On 20 March, the SOHR reported that a member of the Syrian Army's 54th Division was shot dead by suspected ISIS cells on the road to Salqin, Idlib.

During the month of March, the SOHR reported that 13 Syrian government fighters had been killed in attacks by ISIS in Syria.

===April 2026===
On 6 April, the SOHR reported a Syrian government fighter was shot dead by ISIS militants in Al-Sha’afah city in eastern Deir Ezzor countryside.

On 29 April, the SOHR reported that a Syrian soldier was shot dead by an ISIS sniper whilst on guard at a military checkpoint in the Manbij area in eastern Aleppo countryside. Furthermore, a private security guard was assassinated by ISIS cells in Al-Ra’ei city in northern Aleppo countryside.

The SOHR reported that at least 241 people were killed in Syria in the month of April 2026.

===May 2026===
On 1 May, ISIS militants shot dead a Shia cleric in an assassination in Damascus.

On 11 May, two Syrian soldiers were killed after ISIS militants targeted a military bus with an IED in Syria's al-Hasakha province.

The SOHR reported that in May 2026, at least 287 people were killed in the conflict in Syria.

===June 2026===
On 10 June 2026, the SOHR reported that at least 17 civilians had been killed in various conflict-related incidents in the past three days.

On 15 June, an Islamic State suicide bomber attacked a Syrian military headquarters in Raqqa city, killing two Syrian security members and wounding three more.
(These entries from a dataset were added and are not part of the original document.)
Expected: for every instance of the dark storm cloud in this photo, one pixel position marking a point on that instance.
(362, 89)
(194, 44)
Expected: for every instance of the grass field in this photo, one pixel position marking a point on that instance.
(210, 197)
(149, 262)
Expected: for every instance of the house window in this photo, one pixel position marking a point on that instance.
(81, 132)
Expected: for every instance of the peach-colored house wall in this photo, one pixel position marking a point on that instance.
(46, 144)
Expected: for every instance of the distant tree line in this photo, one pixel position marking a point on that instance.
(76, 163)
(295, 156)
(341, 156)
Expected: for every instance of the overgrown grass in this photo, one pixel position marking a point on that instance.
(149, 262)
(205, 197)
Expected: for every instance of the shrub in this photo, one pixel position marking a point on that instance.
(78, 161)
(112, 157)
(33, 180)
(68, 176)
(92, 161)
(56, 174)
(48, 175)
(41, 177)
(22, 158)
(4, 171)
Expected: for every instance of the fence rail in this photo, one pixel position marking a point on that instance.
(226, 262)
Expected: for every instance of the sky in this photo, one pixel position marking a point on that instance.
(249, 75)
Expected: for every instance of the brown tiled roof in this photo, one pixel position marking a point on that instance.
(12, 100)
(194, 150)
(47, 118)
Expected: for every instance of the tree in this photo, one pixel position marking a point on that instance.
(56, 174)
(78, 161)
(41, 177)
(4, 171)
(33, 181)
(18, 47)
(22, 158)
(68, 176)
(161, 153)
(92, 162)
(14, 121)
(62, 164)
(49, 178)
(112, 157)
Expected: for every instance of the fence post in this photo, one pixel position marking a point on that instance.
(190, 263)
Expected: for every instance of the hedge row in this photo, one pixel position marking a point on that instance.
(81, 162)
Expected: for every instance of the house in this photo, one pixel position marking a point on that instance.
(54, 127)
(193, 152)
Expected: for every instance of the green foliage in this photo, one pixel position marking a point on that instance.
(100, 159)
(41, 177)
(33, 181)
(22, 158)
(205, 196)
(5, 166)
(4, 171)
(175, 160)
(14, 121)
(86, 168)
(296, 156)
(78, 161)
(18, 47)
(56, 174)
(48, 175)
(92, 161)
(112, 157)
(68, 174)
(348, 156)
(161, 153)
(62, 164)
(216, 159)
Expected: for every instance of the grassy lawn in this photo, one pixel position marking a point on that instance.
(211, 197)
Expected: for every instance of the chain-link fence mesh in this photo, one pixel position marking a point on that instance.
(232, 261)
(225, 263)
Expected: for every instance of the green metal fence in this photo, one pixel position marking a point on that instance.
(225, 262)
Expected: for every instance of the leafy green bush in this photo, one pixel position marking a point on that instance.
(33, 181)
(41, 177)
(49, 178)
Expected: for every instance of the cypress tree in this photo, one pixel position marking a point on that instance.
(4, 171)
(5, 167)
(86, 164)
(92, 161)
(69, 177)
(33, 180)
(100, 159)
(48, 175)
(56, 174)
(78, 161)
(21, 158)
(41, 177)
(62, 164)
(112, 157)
Another ISIS fighter was killed before he could detonate his suicide vest.

On 20 June, two fighters of the Syrian Army's 76th Division were shot dead by ISIS fighters near Tahnah junction in the western countryside of Manbij.

On 27 June, two people were killed in an Israeli raid near Hodr town in the northern Al-Quinetra countryside.

===July 2026===
On 1 July, a civilian was killed after suspected ISIS fighters opened fire on the town of Al-Baghuz Fawqani, Deir ez-Zor.
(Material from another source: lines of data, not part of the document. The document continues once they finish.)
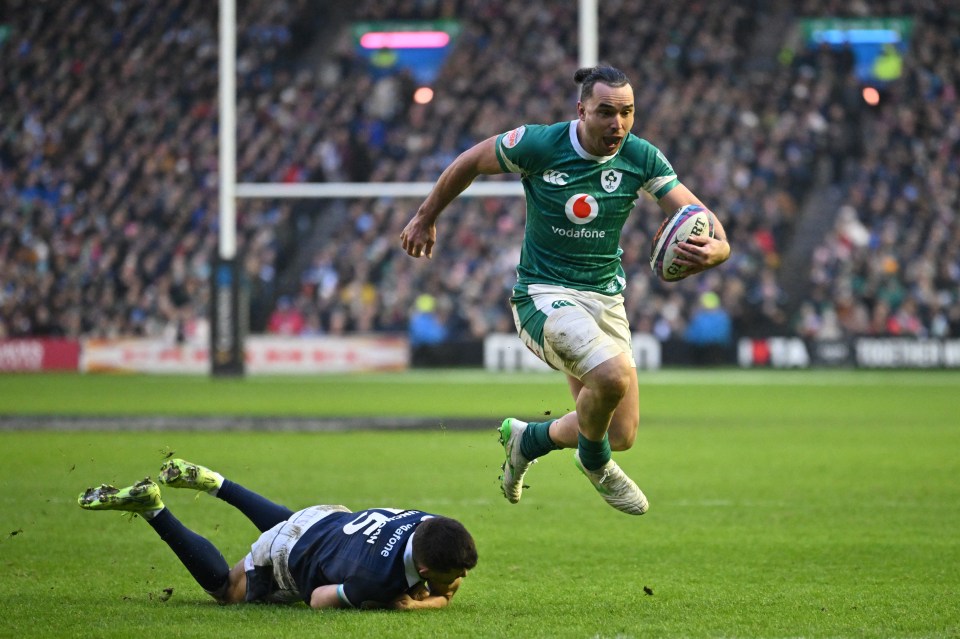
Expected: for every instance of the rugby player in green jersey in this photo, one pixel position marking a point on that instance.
(581, 179)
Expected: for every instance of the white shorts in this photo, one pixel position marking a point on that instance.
(272, 550)
(572, 331)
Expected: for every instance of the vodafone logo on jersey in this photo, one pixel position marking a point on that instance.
(512, 138)
(581, 208)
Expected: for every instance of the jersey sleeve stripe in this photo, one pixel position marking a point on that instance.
(505, 162)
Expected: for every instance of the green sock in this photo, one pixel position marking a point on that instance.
(593, 455)
(536, 440)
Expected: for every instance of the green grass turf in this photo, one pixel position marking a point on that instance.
(783, 504)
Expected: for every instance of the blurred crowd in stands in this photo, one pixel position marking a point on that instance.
(108, 166)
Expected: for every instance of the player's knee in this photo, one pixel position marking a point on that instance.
(622, 440)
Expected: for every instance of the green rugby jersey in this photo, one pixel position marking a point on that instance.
(577, 203)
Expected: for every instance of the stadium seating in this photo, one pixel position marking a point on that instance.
(108, 200)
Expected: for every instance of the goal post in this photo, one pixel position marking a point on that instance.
(229, 300)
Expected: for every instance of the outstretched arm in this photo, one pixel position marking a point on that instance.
(697, 252)
(420, 598)
(326, 597)
(420, 234)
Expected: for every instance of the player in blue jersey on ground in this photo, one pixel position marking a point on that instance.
(326, 556)
(581, 179)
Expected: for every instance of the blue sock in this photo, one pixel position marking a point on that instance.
(196, 553)
(261, 511)
(536, 440)
(593, 455)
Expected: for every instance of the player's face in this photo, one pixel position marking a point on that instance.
(606, 118)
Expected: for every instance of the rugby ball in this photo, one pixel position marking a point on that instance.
(688, 220)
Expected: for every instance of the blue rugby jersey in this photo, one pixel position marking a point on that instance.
(366, 551)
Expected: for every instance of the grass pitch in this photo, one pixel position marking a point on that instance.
(783, 504)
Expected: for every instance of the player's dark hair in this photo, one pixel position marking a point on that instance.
(589, 76)
(442, 544)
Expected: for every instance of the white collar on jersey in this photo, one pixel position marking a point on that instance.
(582, 152)
(410, 568)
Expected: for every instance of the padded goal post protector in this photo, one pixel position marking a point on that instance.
(228, 321)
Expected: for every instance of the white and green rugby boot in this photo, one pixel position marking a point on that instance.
(179, 473)
(515, 466)
(615, 487)
(144, 496)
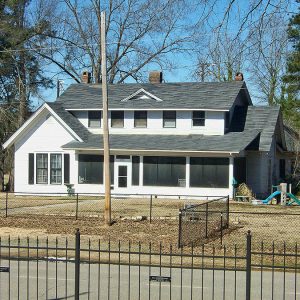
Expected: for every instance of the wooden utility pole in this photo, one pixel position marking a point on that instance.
(107, 213)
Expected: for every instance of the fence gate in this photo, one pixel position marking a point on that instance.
(89, 269)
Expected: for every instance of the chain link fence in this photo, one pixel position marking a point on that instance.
(199, 222)
(75, 205)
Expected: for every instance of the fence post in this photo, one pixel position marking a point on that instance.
(180, 229)
(206, 220)
(77, 264)
(6, 204)
(248, 266)
(227, 224)
(150, 213)
(76, 212)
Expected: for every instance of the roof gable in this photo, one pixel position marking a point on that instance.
(69, 122)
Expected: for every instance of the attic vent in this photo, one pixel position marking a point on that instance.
(144, 97)
(141, 94)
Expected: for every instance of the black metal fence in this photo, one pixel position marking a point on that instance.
(75, 205)
(80, 268)
(199, 222)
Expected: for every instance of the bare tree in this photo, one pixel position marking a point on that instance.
(223, 58)
(139, 33)
(268, 58)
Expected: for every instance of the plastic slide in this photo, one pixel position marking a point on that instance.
(266, 201)
(293, 199)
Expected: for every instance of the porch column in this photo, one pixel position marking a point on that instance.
(231, 162)
(141, 174)
(187, 172)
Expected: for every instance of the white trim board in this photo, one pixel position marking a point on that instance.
(148, 109)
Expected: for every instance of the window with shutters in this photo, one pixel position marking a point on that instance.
(42, 168)
(55, 168)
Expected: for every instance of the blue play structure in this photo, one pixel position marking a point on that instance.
(268, 200)
(293, 198)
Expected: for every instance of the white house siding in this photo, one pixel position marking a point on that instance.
(45, 136)
(214, 123)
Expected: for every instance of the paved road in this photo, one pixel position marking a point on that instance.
(28, 281)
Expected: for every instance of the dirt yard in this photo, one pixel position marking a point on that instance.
(33, 217)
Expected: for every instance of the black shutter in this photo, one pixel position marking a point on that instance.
(30, 168)
(66, 168)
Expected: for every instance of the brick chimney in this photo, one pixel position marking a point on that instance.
(86, 77)
(239, 76)
(155, 77)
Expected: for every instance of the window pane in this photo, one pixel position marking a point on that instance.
(140, 119)
(111, 165)
(164, 171)
(198, 118)
(169, 119)
(31, 168)
(94, 118)
(90, 169)
(135, 170)
(209, 172)
(55, 168)
(42, 168)
(66, 168)
(122, 178)
(122, 181)
(117, 119)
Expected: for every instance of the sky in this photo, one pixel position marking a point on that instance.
(184, 65)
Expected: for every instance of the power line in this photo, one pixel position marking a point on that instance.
(110, 43)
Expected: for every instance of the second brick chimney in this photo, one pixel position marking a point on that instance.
(239, 76)
(86, 77)
(155, 77)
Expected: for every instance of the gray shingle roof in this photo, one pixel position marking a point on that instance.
(192, 95)
(261, 118)
(70, 120)
(231, 142)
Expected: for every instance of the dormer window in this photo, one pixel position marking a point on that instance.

On 2 July 10 people were killed and 20 others were killed after a bomb was detonated inside a cafe in Damascus. The Syrian government announced they had arrested ISIS operatives responsible for the attack on 9 July.
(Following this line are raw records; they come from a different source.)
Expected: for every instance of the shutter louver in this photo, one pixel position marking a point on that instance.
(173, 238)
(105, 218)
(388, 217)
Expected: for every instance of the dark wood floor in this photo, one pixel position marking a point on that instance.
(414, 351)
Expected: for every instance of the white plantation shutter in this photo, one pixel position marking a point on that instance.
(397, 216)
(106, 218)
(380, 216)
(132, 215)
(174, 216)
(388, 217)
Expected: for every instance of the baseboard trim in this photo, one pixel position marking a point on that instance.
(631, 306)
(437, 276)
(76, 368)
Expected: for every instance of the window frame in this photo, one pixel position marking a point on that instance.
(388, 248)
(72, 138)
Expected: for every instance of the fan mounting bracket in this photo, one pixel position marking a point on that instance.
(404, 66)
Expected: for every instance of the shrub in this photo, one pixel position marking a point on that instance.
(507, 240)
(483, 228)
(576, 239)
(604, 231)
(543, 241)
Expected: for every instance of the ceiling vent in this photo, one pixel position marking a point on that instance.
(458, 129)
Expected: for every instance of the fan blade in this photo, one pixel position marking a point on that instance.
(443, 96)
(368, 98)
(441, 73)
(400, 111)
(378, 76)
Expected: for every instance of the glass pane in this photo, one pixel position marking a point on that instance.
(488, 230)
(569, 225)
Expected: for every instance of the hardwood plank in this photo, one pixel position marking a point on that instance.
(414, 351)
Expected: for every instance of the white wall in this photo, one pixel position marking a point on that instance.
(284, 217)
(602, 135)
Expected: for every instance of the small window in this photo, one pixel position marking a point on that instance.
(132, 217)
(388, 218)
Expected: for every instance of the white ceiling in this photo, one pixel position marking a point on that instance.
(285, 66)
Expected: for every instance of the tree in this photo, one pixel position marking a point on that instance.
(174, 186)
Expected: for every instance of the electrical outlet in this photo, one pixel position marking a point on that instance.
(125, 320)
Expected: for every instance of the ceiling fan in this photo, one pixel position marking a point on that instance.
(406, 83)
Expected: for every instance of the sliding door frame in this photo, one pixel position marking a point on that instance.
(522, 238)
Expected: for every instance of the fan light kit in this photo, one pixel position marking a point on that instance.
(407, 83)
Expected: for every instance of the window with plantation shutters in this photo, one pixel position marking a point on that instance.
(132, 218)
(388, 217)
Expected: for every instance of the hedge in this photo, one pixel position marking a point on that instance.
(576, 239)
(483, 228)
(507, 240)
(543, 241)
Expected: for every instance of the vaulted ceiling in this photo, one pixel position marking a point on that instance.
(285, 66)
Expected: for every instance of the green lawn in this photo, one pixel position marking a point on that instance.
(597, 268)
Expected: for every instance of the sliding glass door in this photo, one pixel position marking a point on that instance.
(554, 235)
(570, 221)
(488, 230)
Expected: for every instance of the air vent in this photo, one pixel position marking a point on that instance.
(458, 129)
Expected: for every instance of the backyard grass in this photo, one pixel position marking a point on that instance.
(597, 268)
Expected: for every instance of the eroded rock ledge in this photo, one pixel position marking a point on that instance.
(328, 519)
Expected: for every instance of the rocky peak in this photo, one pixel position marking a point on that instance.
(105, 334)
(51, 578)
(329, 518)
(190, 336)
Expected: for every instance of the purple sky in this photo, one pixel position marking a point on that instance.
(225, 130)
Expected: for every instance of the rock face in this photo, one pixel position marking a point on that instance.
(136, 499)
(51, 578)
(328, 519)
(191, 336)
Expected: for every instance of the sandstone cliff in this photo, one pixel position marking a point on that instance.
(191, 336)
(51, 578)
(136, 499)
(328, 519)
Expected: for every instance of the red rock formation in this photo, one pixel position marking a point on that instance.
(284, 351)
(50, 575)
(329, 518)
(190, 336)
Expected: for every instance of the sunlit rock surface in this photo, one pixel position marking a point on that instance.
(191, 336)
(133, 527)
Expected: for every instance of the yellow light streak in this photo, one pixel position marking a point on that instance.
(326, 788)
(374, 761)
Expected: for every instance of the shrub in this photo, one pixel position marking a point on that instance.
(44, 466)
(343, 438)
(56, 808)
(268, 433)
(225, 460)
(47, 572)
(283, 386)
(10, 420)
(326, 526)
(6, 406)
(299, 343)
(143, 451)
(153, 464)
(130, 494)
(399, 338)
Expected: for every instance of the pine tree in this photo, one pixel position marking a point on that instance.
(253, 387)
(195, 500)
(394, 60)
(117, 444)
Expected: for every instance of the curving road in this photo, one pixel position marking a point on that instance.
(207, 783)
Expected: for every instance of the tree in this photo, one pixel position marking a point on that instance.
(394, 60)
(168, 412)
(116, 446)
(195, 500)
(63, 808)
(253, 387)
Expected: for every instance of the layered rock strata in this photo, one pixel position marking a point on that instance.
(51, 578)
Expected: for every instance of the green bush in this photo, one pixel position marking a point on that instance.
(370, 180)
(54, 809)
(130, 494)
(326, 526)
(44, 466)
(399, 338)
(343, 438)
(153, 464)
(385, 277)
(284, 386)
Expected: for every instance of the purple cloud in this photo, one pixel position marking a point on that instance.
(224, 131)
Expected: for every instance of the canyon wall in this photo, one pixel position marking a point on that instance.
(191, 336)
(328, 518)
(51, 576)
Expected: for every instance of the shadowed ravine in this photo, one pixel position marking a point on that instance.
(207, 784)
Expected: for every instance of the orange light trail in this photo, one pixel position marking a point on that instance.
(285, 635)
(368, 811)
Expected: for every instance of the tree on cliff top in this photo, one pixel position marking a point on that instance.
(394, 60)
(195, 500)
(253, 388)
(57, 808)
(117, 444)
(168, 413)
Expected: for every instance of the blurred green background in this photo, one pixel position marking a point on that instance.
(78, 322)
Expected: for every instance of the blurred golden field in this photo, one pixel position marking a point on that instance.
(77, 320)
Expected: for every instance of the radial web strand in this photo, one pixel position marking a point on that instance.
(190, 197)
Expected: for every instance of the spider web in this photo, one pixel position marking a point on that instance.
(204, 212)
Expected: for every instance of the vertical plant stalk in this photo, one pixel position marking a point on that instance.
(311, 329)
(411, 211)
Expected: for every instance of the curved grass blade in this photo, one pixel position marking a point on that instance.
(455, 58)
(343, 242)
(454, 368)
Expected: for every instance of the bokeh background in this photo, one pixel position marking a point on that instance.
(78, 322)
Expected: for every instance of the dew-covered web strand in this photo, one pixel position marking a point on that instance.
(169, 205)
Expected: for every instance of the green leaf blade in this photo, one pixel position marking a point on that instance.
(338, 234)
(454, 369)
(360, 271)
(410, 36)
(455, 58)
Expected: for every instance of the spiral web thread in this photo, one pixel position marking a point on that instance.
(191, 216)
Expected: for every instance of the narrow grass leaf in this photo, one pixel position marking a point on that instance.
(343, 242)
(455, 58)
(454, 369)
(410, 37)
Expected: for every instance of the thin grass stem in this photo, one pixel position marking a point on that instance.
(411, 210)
On 7 July, two explosive devices exploded near the Four Seasons Hotel Damascus, killing a person and wounding 36 more. The attacks happened during the state visit of Emmanuel Macron there.

On 19 July, a Syrian Army fighter died of wounds sustained the day before after ISIS fighters shot him on a road in the vicinity of Al-Arimah area in eastern Manbij city.

On 20 July, the SOHR reported that at least 18 people had been killed in tribal infighting and family disputes in Syria since the beginning of July 2026.

On 24 July, the SOHR reported the deaths of 14 people from torture or medical neglect in transitional government prisons since the beginning of the year.

The SOHR reported that in July 2026, at least 231 people were killed in the conflict in Syria.

===August 2026===
On 5 August, the SOHR reported that at least 29 people had been killed since the beginning of the month in a wave of increasing violence in the country.

On 6 August, 3 people were killed after an explosive device detonated against a minibus in Jaramana.

On 8 August, two Syrian soldiers were killed and another was injured after ISIS militants opened fire on them in the Al-Zour area in Jadidat Bakara town in eastern Deir Ezzor.

On 11 August, two fighters of Liwaa Al-Qamishli, an ex-SDF group now part of the Syrian Army, were shot dead in an attack on their post in Tawil Harb village in the southern countryside of Al-Qamishli.

On 16 August, three people were killed in separate armed attacks in Homs and Hama, including a Christian that was shot in the head in Homs.

===September 2026===
On 9 September, at least 20 people were killed after an ammunition storage site exploded near Sarmada, Idlib.

On 17 September, three Internal Security Forces fighters were killed in clashes with armed gunmen in As-Sanamayn, southern Syria.

On the same day, the SOHR reported that between 11-17 September, 32 civilians were killed in acts of violence in Syria.

On 18 September, 11 Syrian Government fighters were killed in an explosion at a Syrian Army site in Ayaş area, west of Deir ez-Zor governorate.